İnsanların uyandığını gören Güney elini zillerden çekip kolumu tuttu ve "Koş, koş, koş..." diye sessizce bağırdı.

 

Ardımızda küfreden öfkeli insanlar bırakıp birlikte koşarak karanlığın içine karışırken istemsizce gülmeye başlamıştım.

 

Köşeyi dönüp sonunda durduğumuzda gülüşlerimin arasında "Salak..." diye homurdandım. "Ya şikayet ederlerse?"

 

Sırtını duvara yaslayıp soluklanırken o da gülüyordu. Bir kez cıklayıp "Bir eve ikinci kez bulaşmadığımız sürece bir şey olmaz; sarhoş der, deli der geçerler."

 

"Ya da büyüyememiş iki çocuk..." Bunları söylediğimi sesim kulaklarıma dolduğunda fark edebilmiştim ancak ve sözlerimle gülüşüm kesilmişti.

 

Güney'in gülüşü de yavaş yavaş yüzünde dondu. "Biz mi büyüyemedik yoksa büyütmeyi mi beceremediler?" derken sesi ondan beklenmeyecek kadar ciddiydi. Ne diyebilirdim ki buna? Hangi çocuk suçlanabilirdi onu acıtan, kanatan, değiştiren sorunlarına karşı? Hangi çocuk kanatlarını kopardıkları halde uçmaya çalışırken, kendi kanatlarını koparmaktan mesul tutulabilirdi?

 

Yalnızca bir kez baktım Güney'in gözlerine, o bir bakışta her yaşımın yası saklıydı. Sonra dudaklarım kıvrıldı büyük bir gülümsemeyle ve yanına yerleşip hemen yan tarafında bulunan apartman kapısındaki zillerin hepsine aynı anda bastım. Binadan yükselen zil sesleriyle birlikte ışıklar yanmaya başladığında elimi çektim ve birlikte koşmaya başladık.

 

Bunu kaç kez tekrarladık hiçbir fikrim yok ama pek çok insanı rahatsız ettiğimiz kesindi. Yine de çok eğlenmiştik. İnsanların öfkeli sesleri sokakları inletirken bizim kahkahalarımız o öfkelere tıkamıştı kulaklarımızı. İkimiz de o an altılı yaşlarımıza dönmüştük sanki.

 

Aklımı dağıtma konusunda gerçekten mükemmel bir yöntem olmuştu, kendimi çok daha iyi ve hafiflemiş hissediyordum. En azından öfkenin içimde kaynayan lavı sönmüştü.

 

Koca bir sokağı uyandırdıktan sonra yeniden eve döndüğümüzde Güney kendini salondaki üç kişilik koltuğa bıraktı, orada uyuyacaktı. Bende odama çıkmadan önce su içmek için mutfağa yöneldiğimde Damla, Gece ve Madelyn üçlüsünü bıraktığım gibi buldum.

 

Mutfağa girer girmez tüm bakışlar bana dönmüştü. Bir an ne yapacağımı bilememenin hissiyle bocalarken Damla ayağa kalkmış ve bana sımsıkı sarılmıştı. Hemen ardından da Gece ikimize birden... İri gövdesi ikimize de kocaman sarılmasına olanak sağlıyordu.

 

İkisinin arasındaki boşluktan Madelyn'ın gözlerini gördüm.
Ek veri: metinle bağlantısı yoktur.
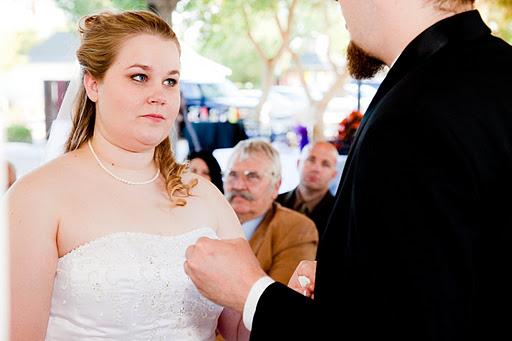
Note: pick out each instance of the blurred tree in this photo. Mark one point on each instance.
(79, 8)
(498, 14)
(261, 39)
Ve kesinlikle o gözler biz üçümüze bakarken, üçü baş başa olduğu andaki gibi gülümsemiyordu...

 

💎🎭

 

Dinçer Dövüş Kulübü...

 

Geldiğimiz harabeleri andıran bu yerdeki en bakımlı binanın kapısının üzerinde asılı olan tabelada yazan buydu. Gece'nin söylediği dövüş dersi için gelmiştik buraya. Doğruyu söylemek gerekirse hiç istekli değildim bunun için.

 

Kapıdan çıkan gençlerin dik dik bakışları eşliğinde Damla ile aynı anda arabadan çıktık. O benim aksime çok heyecanlıydı çünkü Maya ve Yazgı ile gerçek bir tanışma istiyordu. Özellikle Yazgı ile... Ve heyecanını çok konuşarak çıkarıyordu. Onun gününün konusu elbette Madelyn'dı.

 

"Evliymiş ve bir yaşında bir kızı varmış. Düşünebiliyor musun İzel benim bir yeğenim var..."

 

Onun sevincini paylaşabilmeyi gerçekten dilerdim. Ama Madelyn'ın biz üçümüze olan bakışları gözlerimin önünden gitmiyordu. Ne şimdi ne de dün gece yanlarından ayrılıp Savaş'ın kollarına döndüğüm sırada... Abartıyor da olabilirdim ama bir şey beni rahatsız etmişti o bakışlarda ki...

 

Yine de -muş gibi yapabilirdim. "Sizin adınıza çok sevindim civciv. Adı neymiş?" Dudaklarıma yazdığım büyük bir gülümsemeyle de bu iş tamamdı.

 

"Juliette." Tanrım, heyecanı sesinin her noktasına yayılıyordu.

 

"Belki bir gün Romeo'sunu bulur ha?"

 

İkimiz de gülerken arabasının etrafından dolanan Gece yanımıza geldiğinde ona döndük.

 

"Hadi..." diyerek bizi içeri doğru yönlendirdi. Öğrenci olduğunu tahmin ettiğim grubun yanından sıyrılıp içeri adım attığımızda duvardaki posterler dikkat çeken ilk şeydi. Karşımıza çıkan iki kapının ardından aşağı doğru uzanan basamakları indiğimizde asıl alan gözlerimizin önüne serildi. Yan yana ve karşılıklı sıralanmış kafesler, kum torbaları vücut geliştirme aletleri...

 

"Ayrıca..." diyerek konuşmaya devam ediyordu Damla. "Korktuğum gibi yirmi beş yaşında değilmişim. On yedi ocakta ikimiz de yirmi üç yaşına girmişiz. Üç yıllık bir kaybım var ama beş yıldan iyidir..."

 

Gece Damla'nın sözlerine homurdanırken ben yorum yapmadan salonu incelemeye devam ediyordum ve doğruyu söylemek gerekirse daha şimdiden ruhum sıkılmaya başlamıştı.

 

Kafeslerin ortasında durduğumuzda "Hoş geldiniz..." diyen tanıdık bir sesle bakışlarım o tarafa döndü.

 

Altında siyah bir şort, üstünde bol, göğüslerini ancak kapatan beyaz kalın askılı bir bluz vardı. Bluzun altından görünen siyah sporcu sütyeninin izin verdiği ölçüde küçük bir kısmı görünen dövme ilgi çekici duruyordu. Muhtemelen bir göğüs arası dövmesinin parçasıydı.

 

Ama her şeyden çok ilgi çeken başka bir şey vardı.

 

Kadının altı tane karın kası vardı...

 

Altı...

 

Bir gram bile yağı yok diyebilirdim, kaburgaları sayılabilecek kadar zayıftı ama altı tane karın kası vardı.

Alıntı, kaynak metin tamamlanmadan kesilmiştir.